Jammu and Kashmir is short of 200,000 N95 masks and 10,000 personal protective equipment (PPE) kits. “Doctors treating the non-Covid patients are only given a N95 mask once a week,” said Dr Zainub Nabi, a resident doctor at Shri Maharaja Hari Singh hospital in Srinagar.
Health workers at SKIMS Medical Hospital in Srinagar report skipping their lunch and working for eight hours straight, as they are only being given one PPE outfit per shift.
There are only 215 ventilators for a population of approximately 13 million people and doctors say there have long been supply-chain problems. One senior doctor in Srinagar told The Telegraph it was only a matter of time before his public hospital could not cope. “Our intensive care units are abysmally inadequate if we require ventilation of large numbers of people,” he said, “We can’t handle a flurry of cases of Covid-19.”
Medicines used by Kashmiris to keep respiratory problems in check – like levosalbutamol and ipratropium bromide – are in short supply, as stocks could not be maintained during the seven-month lockdown. Nine out of ten deaths from coronavirus happen in patients with underlying medical conditions, such as respiratory problems, according to an Office for National Statistics study.
“There is a lot of anxiety among the people, we can’t buy medicines here,” said Rukhsar Reyez, a student from Baramulla. During the seven-month lockdown, the internet was also curtailed and only restored in 2G format on January 25. Doctors say the speed of the internet restricts them from keeping up-to-date with the spread of the virus or important medical advice.
“The whole world is battling with an unseen enemy. Unfortunately, we are being undermined by denied access to high-speed internet,” said Dr Iqbal Saleem, a professor of surgery at the Government Medical College in the state capital of Srinagar.
“We have been facing immense difficulty in accessing medical literature and we can’t even do video conferencing with patients to treat them at home in the wake of coronavirus.”
Amnesty International has directed the Indian Government to ‘urgently’ restore full internet access in Jammu and Kashmir. Those who speak out about their concerns risk losing their jobs. Dr Asif Ali Bhat from the SKIMS Medical College had his contract terminated after he spoke publicly about the shortage of masks.
Amnesty International has also reported a surge in intimidation against journalists working in Jammu and Kashmir. The prime minister of Pakistan-administered Kashmir, Raja Farooq Haider Khan, said he was “very much alarmed over how residents on the Indian side would cope”.
“It has been cut off from the outside world, no one can go there, no one can see their plight,” he told the Daily Telegraph. “We are very alarmed. They have been complaining about these medical facilities under the lockdown by the so-called occupying forces. We don’t know the situation.”
In addition, cross-border shelling has recommenced this month and residents say this would deter them from seeking medical help if they suspected they had the disease.

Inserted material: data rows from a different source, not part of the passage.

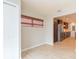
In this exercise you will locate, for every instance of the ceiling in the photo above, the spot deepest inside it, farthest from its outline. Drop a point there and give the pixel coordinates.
(47, 7)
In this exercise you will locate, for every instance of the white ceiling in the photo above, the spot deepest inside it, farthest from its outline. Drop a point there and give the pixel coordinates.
(46, 7)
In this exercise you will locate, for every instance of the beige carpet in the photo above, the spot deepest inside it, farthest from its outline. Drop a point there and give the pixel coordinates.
(61, 50)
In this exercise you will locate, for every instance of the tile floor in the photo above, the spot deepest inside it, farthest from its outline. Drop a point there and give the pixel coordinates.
(61, 50)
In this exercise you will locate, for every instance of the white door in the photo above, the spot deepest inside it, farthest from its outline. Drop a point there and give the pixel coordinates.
(11, 31)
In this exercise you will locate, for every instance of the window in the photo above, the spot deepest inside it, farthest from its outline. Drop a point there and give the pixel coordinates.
(31, 21)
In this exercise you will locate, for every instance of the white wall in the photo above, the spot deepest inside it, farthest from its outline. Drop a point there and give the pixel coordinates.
(11, 30)
(31, 37)
(49, 30)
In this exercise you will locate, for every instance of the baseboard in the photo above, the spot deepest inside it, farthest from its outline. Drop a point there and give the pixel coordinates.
(49, 43)
(33, 47)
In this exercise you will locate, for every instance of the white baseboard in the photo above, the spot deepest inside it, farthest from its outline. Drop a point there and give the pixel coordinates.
(36, 46)
(32, 47)
(49, 43)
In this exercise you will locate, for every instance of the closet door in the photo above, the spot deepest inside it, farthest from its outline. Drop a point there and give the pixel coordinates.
(11, 31)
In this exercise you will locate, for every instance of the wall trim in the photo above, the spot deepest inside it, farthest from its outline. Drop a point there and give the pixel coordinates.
(36, 46)
(32, 47)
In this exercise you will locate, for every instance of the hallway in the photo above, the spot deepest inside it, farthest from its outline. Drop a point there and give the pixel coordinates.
(62, 50)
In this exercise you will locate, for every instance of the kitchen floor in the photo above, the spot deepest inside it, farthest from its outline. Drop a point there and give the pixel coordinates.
(61, 50)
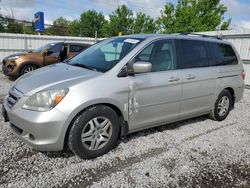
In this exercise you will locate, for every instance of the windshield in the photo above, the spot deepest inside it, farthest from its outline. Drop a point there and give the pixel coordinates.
(106, 54)
(42, 48)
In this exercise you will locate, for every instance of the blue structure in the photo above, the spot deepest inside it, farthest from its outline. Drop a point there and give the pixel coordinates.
(39, 22)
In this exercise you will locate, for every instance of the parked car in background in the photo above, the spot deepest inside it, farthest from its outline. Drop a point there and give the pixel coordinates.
(123, 85)
(19, 64)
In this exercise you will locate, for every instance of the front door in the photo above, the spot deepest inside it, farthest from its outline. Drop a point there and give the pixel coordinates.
(154, 97)
(199, 80)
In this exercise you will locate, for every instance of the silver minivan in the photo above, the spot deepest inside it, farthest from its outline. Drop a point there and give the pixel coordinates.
(122, 85)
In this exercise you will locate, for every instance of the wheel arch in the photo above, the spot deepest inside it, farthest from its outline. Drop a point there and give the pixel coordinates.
(231, 90)
(123, 123)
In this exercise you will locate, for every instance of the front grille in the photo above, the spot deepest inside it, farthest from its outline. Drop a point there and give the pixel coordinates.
(14, 96)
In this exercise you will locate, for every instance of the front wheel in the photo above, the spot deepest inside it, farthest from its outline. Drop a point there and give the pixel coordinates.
(94, 132)
(222, 106)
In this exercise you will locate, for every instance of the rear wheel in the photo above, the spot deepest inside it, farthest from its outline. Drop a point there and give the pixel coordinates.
(222, 106)
(27, 69)
(94, 132)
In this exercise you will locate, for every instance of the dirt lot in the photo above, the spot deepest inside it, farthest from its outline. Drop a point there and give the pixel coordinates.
(194, 153)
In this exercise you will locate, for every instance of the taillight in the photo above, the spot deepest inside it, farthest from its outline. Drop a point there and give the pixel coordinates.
(242, 75)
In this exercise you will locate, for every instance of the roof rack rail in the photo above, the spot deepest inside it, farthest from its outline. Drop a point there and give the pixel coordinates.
(202, 35)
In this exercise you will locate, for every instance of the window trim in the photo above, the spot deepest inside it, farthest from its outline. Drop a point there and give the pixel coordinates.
(213, 59)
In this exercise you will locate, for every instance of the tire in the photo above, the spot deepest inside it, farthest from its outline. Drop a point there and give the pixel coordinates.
(94, 132)
(27, 69)
(222, 106)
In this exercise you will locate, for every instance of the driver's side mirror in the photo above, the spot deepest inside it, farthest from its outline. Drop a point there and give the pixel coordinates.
(46, 52)
(141, 67)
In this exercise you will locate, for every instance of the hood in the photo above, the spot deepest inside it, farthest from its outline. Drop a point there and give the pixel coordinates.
(52, 76)
(19, 54)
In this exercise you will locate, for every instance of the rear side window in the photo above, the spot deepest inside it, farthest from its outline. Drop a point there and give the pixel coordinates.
(192, 54)
(161, 54)
(222, 54)
(76, 48)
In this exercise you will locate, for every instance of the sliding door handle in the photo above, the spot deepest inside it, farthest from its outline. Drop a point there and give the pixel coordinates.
(173, 79)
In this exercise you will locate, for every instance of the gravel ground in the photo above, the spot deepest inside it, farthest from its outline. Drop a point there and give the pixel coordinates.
(195, 153)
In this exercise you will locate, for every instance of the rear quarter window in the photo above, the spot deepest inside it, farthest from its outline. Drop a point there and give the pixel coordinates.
(222, 54)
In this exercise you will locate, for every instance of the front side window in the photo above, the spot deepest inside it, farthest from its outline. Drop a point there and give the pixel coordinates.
(105, 55)
(222, 54)
(161, 54)
(193, 54)
(76, 48)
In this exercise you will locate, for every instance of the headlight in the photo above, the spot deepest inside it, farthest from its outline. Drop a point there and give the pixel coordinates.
(13, 57)
(45, 100)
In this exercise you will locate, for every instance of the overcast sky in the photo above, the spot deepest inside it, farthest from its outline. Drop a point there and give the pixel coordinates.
(238, 10)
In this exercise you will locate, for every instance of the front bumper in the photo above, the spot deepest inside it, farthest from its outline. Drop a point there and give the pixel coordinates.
(44, 131)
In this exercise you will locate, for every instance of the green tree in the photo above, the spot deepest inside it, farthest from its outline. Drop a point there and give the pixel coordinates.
(121, 20)
(193, 16)
(90, 22)
(144, 24)
(59, 27)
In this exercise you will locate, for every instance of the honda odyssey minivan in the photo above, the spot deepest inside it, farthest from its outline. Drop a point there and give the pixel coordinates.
(122, 85)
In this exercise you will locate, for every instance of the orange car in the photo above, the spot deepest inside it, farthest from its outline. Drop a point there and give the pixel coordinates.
(18, 64)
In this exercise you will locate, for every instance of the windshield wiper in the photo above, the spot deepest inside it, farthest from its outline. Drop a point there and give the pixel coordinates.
(83, 66)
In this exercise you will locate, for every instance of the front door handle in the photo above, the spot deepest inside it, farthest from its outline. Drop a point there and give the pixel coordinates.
(190, 77)
(173, 79)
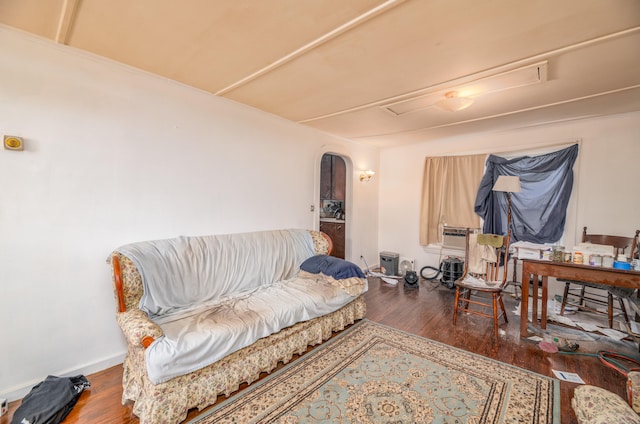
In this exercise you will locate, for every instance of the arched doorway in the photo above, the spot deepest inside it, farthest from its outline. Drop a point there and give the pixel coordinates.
(333, 189)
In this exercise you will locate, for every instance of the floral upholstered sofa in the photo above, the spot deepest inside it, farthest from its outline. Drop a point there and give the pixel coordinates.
(202, 315)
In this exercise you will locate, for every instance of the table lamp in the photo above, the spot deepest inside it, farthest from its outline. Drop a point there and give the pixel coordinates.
(508, 184)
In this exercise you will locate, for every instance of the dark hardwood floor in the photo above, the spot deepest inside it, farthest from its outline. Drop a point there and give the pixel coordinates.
(426, 311)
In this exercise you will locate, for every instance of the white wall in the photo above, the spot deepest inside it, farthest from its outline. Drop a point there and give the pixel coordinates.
(605, 196)
(114, 155)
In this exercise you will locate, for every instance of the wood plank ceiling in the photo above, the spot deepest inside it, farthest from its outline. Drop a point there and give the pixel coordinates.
(349, 67)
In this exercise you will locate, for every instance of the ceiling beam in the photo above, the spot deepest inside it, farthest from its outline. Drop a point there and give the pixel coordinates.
(67, 14)
(387, 5)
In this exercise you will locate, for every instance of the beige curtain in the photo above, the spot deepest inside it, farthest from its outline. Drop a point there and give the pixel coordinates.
(449, 188)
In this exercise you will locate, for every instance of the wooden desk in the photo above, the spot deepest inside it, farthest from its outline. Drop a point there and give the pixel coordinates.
(565, 270)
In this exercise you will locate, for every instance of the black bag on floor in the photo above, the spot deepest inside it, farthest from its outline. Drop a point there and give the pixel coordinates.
(51, 400)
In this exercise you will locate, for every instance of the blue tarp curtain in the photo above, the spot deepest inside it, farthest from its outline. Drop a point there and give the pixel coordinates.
(539, 210)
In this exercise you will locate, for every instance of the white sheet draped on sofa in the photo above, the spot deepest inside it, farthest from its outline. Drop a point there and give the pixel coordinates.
(217, 294)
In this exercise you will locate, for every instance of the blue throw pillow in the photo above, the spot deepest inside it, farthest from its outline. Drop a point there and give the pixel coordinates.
(329, 265)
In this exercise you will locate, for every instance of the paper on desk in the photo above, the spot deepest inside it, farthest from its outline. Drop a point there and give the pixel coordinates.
(568, 376)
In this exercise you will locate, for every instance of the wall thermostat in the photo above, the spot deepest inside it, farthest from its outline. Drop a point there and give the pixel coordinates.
(13, 143)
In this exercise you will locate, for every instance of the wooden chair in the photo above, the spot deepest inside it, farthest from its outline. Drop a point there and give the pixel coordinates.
(482, 277)
(627, 245)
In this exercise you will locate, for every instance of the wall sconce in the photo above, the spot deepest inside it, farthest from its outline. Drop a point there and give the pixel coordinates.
(365, 176)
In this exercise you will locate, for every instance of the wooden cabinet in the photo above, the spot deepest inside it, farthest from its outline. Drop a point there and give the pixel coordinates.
(333, 178)
(335, 230)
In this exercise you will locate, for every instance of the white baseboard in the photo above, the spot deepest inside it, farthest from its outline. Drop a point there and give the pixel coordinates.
(18, 392)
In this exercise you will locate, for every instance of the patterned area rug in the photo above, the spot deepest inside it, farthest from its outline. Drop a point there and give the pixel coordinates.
(371, 373)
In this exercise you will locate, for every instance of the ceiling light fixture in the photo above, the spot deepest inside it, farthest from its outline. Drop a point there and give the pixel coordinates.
(451, 102)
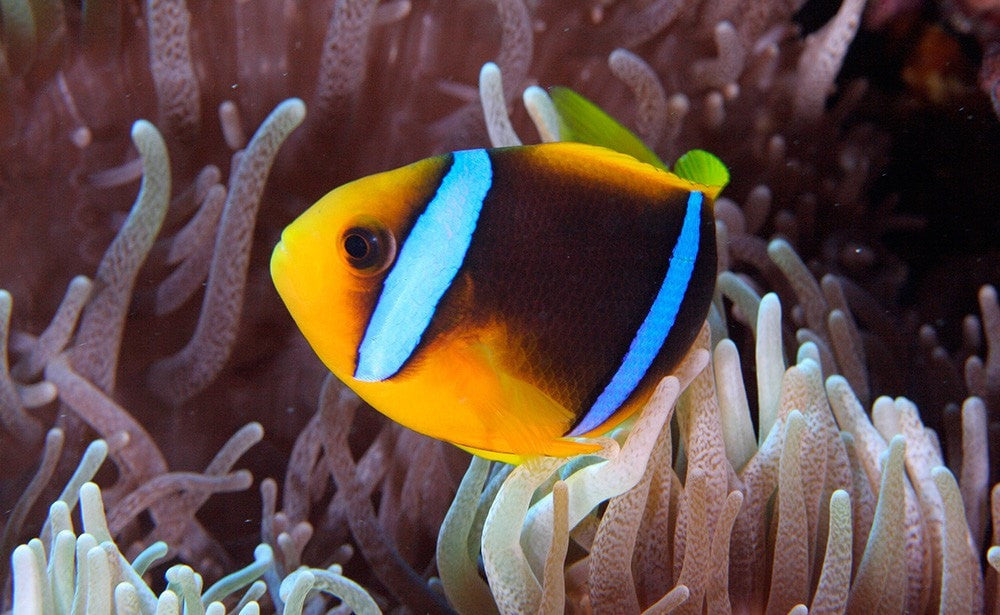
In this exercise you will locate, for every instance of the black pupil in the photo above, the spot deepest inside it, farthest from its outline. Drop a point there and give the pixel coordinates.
(357, 246)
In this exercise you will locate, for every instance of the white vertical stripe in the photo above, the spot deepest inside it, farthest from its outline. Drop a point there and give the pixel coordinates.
(428, 261)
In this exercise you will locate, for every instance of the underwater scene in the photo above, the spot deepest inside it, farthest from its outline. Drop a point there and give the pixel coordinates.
(499, 306)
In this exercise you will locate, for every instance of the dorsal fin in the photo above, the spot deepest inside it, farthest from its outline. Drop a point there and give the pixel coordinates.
(703, 168)
(582, 121)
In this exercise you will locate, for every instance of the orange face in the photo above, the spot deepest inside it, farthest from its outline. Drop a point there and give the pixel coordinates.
(331, 261)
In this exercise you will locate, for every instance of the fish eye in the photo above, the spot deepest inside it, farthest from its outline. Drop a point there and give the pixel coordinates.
(368, 248)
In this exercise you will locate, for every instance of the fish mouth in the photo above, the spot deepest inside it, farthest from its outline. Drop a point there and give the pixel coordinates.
(279, 266)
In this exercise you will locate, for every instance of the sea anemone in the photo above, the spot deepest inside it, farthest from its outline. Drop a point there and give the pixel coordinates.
(181, 394)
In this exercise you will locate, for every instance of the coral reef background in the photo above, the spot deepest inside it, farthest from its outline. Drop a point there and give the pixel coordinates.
(879, 171)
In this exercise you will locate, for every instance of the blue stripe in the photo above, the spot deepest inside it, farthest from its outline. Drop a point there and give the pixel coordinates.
(655, 328)
(427, 264)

“People in my neighborhood prefer home remedies instead of going out to see a doctor. Shells come to kill people without name and address. They kill indiscriminately,” said Ghulam Muhammad Khan, a resident of Reddi village in Kupwara.
Naziya Bashir’s six-year-old son was killed when the Pakistani military shelled her frontier village of Tumna. Unable to flee the hostile fire, because of the coronavirus lockdown, her home was hit directly. “For two hours no-one came to help me and Ziyan died in my arms,” she said. Heartbroken at her loss, Mrs. Bashir concedes living in Jammu and Kashmir during the pandemic resulted in the death of her son.
“Doctors arrived much later than the police and the army soldiers. Until that time my son had silently died in my arms while I was crying for help,” she said.
- A local journalist in Kashmir provided additional reporting for this story but does not want to be named for security reasons.